Er verabschiedete sich noch einmal bei seinen vielen helfenden Händen, die in den letzten Monaten wirklich alles gegeben hatten, damit auch dieses Jahr ein wundervolles Weihnachten stattfinden konnte.
Er drehte sich noch einmal im Kreis, lächelte jeden Einzelnen an und winkte. Dann setzte er den ersten Fuß auf die Aufstiegsstufen des Schlittens.
»Moment mal!«
Santa Claus griff links und rechts in seine tiefen Taschen, suchte darin etwas, konnte es aber nicht finden.
»Verdammt! Es muss doch irgendwo sein. Hoffentlich habe ich es nicht verloren.«
Er bückte sich, sah unter den Schlitten und ums ich herum. Nichts.
»Es muss doch hier irgendwo sein. Wenn ich das jetzt verbocke, hab ich echt ein großes Problem und muss ein trauriges Herz bis zum nächsten Jahr vertrösten.
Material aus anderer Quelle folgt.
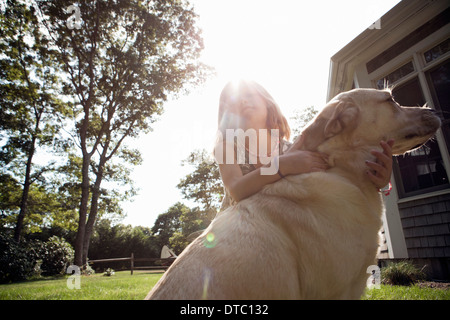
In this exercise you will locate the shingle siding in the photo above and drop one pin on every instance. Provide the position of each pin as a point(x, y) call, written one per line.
point(426, 226)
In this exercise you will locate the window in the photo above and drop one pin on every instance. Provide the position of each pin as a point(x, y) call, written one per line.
point(439, 82)
point(423, 169)
point(437, 51)
point(398, 74)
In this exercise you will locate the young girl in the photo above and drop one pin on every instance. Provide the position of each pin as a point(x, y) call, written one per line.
point(248, 106)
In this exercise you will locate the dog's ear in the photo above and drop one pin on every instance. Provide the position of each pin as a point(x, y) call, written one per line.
point(344, 117)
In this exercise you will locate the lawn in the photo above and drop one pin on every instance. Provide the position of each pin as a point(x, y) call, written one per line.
point(414, 292)
point(123, 286)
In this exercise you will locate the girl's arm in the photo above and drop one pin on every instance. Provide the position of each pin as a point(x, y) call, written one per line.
point(294, 162)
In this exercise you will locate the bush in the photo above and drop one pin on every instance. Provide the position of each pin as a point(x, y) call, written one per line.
point(17, 260)
point(56, 255)
point(402, 273)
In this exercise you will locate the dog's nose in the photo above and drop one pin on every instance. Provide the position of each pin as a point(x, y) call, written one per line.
point(431, 119)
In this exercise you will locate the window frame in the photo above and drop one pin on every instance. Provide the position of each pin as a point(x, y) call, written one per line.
point(416, 55)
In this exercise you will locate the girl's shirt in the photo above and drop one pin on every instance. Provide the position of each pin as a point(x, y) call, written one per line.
point(246, 168)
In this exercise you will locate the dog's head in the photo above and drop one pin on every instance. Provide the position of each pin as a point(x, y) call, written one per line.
point(364, 117)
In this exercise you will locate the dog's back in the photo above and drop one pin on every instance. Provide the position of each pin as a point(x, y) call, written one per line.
point(280, 244)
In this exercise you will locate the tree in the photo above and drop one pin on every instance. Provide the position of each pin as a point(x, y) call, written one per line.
point(121, 65)
point(30, 104)
point(204, 184)
point(168, 223)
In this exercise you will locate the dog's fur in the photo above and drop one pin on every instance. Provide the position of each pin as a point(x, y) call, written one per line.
point(309, 236)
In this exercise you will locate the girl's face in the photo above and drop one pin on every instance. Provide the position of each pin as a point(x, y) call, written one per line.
point(251, 110)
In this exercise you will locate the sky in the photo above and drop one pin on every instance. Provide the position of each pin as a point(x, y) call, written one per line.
point(285, 45)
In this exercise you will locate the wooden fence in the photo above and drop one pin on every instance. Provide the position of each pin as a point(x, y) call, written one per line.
point(165, 262)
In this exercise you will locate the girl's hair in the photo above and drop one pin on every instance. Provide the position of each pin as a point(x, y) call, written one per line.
point(275, 119)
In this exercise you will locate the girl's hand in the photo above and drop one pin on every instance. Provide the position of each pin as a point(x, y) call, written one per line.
point(300, 161)
point(380, 173)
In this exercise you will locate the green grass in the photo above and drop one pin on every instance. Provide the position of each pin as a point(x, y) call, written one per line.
point(414, 292)
point(121, 286)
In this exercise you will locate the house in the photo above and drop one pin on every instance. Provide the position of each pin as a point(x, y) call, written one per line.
point(409, 47)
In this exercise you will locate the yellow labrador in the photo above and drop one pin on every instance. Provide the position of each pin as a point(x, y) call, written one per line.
point(309, 236)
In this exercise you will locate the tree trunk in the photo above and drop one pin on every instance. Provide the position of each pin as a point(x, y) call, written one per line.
point(94, 209)
point(25, 192)
point(79, 241)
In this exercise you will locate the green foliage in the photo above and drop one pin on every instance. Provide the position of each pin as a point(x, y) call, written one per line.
point(17, 261)
point(56, 255)
point(204, 184)
point(402, 273)
point(20, 261)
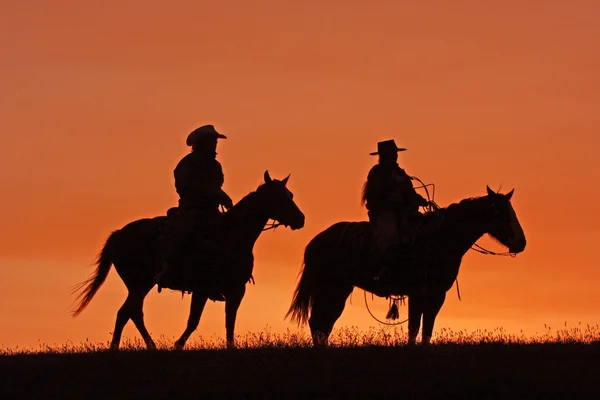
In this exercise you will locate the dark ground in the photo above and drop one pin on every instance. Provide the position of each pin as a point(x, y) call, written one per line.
point(447, 371)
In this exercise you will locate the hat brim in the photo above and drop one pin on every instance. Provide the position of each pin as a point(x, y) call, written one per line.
point(397, 149)
point(192, 138)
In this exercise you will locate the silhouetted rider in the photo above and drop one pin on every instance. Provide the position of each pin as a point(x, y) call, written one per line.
point(198, 181)
point(392, 203)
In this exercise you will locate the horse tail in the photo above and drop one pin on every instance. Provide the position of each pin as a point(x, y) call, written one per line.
point(90, 286)
point(302, 301)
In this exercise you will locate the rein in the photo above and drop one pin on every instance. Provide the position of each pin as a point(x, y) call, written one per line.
point(273, 225)
point(400, 300)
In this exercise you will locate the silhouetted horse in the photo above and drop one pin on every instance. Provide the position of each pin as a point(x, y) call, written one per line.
point(337, 259)
point(135, 251)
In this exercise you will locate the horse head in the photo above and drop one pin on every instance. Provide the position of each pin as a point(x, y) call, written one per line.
point(279, 202)
point(503, 223)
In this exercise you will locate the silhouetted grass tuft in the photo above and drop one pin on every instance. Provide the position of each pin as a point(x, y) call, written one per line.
point(347, 337)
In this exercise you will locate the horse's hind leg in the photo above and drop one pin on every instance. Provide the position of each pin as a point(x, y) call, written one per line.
point(137, 314)
point(328, 305)
point(432, 307)
point(415, 312)
point(132, 308)
point(196, 307)
point(122, 319)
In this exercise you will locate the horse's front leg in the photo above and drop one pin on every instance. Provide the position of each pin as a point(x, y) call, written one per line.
point(196, 307)
point(415, 311)
point(432, 307)
point(233, 299)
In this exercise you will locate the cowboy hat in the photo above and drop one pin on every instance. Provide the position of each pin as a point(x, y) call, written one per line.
point(386, 146)
point(203, 131)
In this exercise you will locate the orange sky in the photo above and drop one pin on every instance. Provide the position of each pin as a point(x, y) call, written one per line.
point(96, 102)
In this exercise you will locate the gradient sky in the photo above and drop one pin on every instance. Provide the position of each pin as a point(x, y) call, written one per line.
point(96, 101)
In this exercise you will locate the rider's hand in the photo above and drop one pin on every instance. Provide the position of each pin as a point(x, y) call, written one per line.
point(226, 201)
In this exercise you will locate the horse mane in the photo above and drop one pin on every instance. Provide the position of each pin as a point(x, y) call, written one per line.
point(457, 209)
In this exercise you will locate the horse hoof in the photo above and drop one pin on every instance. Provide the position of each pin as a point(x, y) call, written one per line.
point(179, 346)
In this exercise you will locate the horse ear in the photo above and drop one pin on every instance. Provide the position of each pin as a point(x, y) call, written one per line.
point(509, 194)
point(267, 177)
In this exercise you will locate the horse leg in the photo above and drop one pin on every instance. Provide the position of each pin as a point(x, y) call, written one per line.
point(196, 307)
point(415, 311)
point(122, 319)
point(135, 299)
point(233, 299)
point(432, 308)
point(327, 308)
point(137, 316)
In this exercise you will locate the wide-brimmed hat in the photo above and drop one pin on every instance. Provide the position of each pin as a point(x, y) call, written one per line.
point(203, 131)
point(387, 146)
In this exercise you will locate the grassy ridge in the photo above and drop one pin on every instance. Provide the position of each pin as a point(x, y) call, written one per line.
point(372, 364)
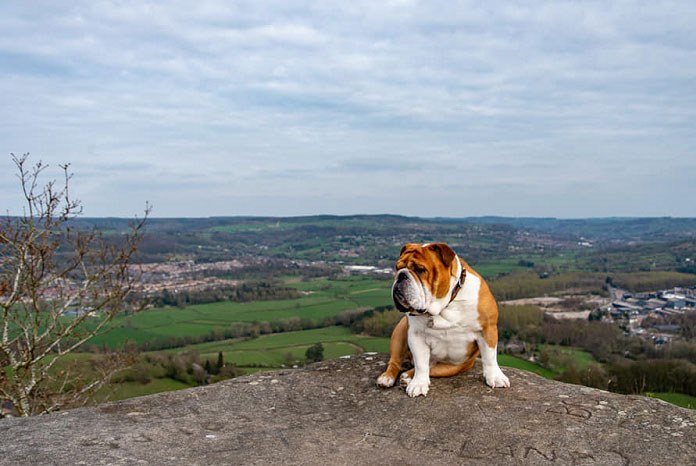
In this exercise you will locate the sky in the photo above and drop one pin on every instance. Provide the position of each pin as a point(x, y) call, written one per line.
point(423, 108)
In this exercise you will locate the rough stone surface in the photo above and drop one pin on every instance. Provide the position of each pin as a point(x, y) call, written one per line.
point(332, 413)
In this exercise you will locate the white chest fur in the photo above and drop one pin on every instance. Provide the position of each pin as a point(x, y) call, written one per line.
point(448, 334)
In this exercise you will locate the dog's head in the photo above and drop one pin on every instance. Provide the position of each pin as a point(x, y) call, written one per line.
point(425, 276)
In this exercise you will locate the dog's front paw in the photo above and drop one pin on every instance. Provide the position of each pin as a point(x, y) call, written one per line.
point(385, 380)
point(495, 378)
point(417, 387)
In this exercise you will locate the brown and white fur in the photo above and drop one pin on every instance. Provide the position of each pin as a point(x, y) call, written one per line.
point(448, 321)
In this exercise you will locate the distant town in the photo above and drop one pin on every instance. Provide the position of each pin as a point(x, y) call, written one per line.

Das werde ich mir nie verzeihen.«
Rentier Rudolph legte sein Geschirr ab, und kam sichtlich irritiert näher.
»Alles in Ordnung, Chef? Was suchst du denn?«
Santa unterbrach kurz die Suche, blickte hoch und sagte mit völliger Selbstverständlichkeit: »Das Auge, was denn sonst?«
Rudolph riss seine eigenen Augen auf und schluckte schwer.
»Aber, Chef, ich sehe doch deine beiden Augen. Du hast keines davon verloren. Wie kommst du nur auf diese Idee?«
Santa Claus seufzte laut, stand wieder auf und klopfte sich den Schnee von Mantel und Hose.
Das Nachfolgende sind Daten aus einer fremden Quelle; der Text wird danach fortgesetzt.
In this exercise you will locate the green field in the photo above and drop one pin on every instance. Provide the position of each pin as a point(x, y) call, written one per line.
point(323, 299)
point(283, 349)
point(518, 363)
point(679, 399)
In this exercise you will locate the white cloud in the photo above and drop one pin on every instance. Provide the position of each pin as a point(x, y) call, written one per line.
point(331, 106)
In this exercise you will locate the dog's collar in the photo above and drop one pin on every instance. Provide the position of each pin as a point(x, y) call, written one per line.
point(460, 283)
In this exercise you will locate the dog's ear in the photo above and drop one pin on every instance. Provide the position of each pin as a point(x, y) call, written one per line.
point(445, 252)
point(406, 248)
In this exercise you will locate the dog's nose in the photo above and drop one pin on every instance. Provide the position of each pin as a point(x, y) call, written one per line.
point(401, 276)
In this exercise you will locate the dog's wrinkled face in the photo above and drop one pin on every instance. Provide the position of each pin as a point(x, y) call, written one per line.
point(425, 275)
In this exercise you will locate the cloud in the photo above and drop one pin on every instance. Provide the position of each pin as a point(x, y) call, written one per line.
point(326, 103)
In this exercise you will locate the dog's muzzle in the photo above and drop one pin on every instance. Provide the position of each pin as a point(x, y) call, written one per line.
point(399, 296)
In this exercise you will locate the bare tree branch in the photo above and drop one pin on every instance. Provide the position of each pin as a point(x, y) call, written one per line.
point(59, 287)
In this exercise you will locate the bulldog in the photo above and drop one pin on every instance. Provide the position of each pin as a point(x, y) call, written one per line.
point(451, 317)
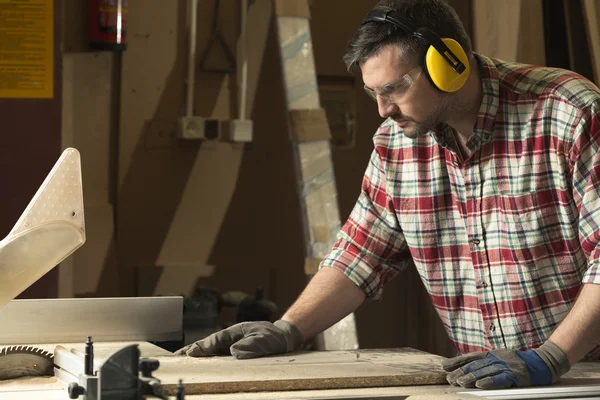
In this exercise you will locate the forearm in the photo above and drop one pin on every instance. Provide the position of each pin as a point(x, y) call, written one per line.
point(328, 297)
point(580, 330)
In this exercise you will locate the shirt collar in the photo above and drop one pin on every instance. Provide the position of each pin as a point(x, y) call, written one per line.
point(484, 126)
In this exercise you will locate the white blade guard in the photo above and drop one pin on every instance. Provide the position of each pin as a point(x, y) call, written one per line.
point(50, 229)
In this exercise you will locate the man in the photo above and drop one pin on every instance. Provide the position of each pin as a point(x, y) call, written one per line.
point(484, 176)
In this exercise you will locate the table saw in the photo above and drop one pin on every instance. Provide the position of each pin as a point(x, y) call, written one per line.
point(121, 348)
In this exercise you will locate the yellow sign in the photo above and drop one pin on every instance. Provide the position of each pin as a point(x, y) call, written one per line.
point(27, 49)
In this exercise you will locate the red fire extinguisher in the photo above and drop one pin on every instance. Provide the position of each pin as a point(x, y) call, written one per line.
point(108, 24)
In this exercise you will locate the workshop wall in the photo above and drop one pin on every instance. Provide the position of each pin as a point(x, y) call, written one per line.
point(166, 216)
point(30, 142)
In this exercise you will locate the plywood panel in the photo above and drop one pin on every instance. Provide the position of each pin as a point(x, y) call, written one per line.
point(312, 160)
point(512, 30)
point(303, 371)
point(87, 119)
point(591, 11)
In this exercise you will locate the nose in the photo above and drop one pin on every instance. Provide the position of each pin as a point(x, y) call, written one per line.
point(386, 108)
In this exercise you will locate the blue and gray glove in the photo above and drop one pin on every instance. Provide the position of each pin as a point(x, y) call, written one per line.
point(503, 368)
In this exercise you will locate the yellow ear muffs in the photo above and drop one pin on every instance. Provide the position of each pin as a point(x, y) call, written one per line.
point(441, 74)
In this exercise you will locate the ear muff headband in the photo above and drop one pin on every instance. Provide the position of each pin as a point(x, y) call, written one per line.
point(446, 63)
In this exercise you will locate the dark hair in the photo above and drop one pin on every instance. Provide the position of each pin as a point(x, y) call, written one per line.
point(435, 15)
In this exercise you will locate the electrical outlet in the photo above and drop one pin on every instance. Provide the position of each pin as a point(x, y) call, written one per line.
point(199, 128)
point(237, 130)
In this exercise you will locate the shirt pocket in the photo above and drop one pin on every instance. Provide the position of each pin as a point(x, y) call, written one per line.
point(540, 268)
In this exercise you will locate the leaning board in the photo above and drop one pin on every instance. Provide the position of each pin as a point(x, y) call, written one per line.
point(302, 371)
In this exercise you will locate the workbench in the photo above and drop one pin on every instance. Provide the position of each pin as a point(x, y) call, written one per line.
point(387, 374)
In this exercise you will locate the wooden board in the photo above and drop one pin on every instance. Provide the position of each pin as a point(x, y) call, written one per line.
point(302, 371)
point(591, 10)
point(315, 176)
point(511, 30)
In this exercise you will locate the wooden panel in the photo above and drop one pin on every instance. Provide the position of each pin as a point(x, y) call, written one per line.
point(312, 161)
point(309, 125)
point(302, 371)
point(29, 147)
point(591, 10)
point(292, 8)
point(512, 30)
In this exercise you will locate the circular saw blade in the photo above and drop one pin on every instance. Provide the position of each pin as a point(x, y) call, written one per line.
point(20, 361)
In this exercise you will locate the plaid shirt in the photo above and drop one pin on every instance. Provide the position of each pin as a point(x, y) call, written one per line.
point(502, 240)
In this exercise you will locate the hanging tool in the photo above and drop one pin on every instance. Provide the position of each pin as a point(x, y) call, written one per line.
point(20, 361)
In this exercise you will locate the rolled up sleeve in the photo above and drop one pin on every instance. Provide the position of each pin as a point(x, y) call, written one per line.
point(370, 248)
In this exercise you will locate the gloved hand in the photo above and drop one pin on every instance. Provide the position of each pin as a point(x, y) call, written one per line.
point(505, 368)
point(248, 340)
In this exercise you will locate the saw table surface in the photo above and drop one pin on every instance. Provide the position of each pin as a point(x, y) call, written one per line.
point(390, 373)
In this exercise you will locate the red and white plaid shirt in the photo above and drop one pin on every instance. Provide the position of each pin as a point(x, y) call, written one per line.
point(503, 240)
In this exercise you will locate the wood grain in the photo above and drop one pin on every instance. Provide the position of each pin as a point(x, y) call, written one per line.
point(302, 371)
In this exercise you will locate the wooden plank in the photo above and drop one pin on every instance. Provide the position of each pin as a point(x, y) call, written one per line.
point(105, 319)
point(512, 30)
point(310, 125)
point(312, 160)
point(302, 371)
point(292, 8)
point(591, 10)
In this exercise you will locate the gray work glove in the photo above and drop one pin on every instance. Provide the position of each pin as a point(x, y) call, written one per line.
point(503, 368)
point(248, 340)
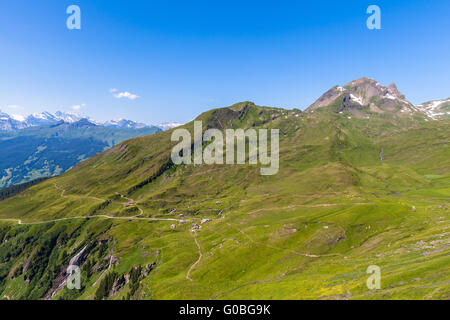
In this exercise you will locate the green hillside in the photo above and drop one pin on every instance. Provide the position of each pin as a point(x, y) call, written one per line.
point(354, 189)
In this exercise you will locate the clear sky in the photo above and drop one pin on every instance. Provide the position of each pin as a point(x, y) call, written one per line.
point(184, 57)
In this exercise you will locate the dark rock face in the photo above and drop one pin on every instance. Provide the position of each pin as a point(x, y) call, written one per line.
point(363, 94)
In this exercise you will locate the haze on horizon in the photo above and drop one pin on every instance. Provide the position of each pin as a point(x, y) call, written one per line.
point(155, 62)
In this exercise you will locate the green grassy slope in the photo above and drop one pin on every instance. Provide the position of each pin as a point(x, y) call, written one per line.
point(350, 193)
»Es geht doch nicht um mein Auge. Es sollte ein Geschenk werden. Leider ist es erst so spät eingetroffen, dass es nicht mehr eingepackt werden konnte. Ich habe es in meine Tasche gesteckt und dann verloren.«
Er stapfte zurück.
»Jetzt muss ich mir etwas einfallen lassen.«
Santa Claus betrat sein Haus, ging schnellen Schrittes in den Hobbyraum seiner Frau und holte ihren großen Nähkoffer aus dem Schrank. Er klappte ihn auf, hätte dabei fast den gesamten Inhalt über den Boden verstreut und suchte anschließend ein paar Minuten darin herum.
»Hier muss doch irgendwas drin sein.«
Er holte einen großen, orangen Knopf hervor, sah ihn sich von allen Seiten genau an und steckte ihn in die Tasche.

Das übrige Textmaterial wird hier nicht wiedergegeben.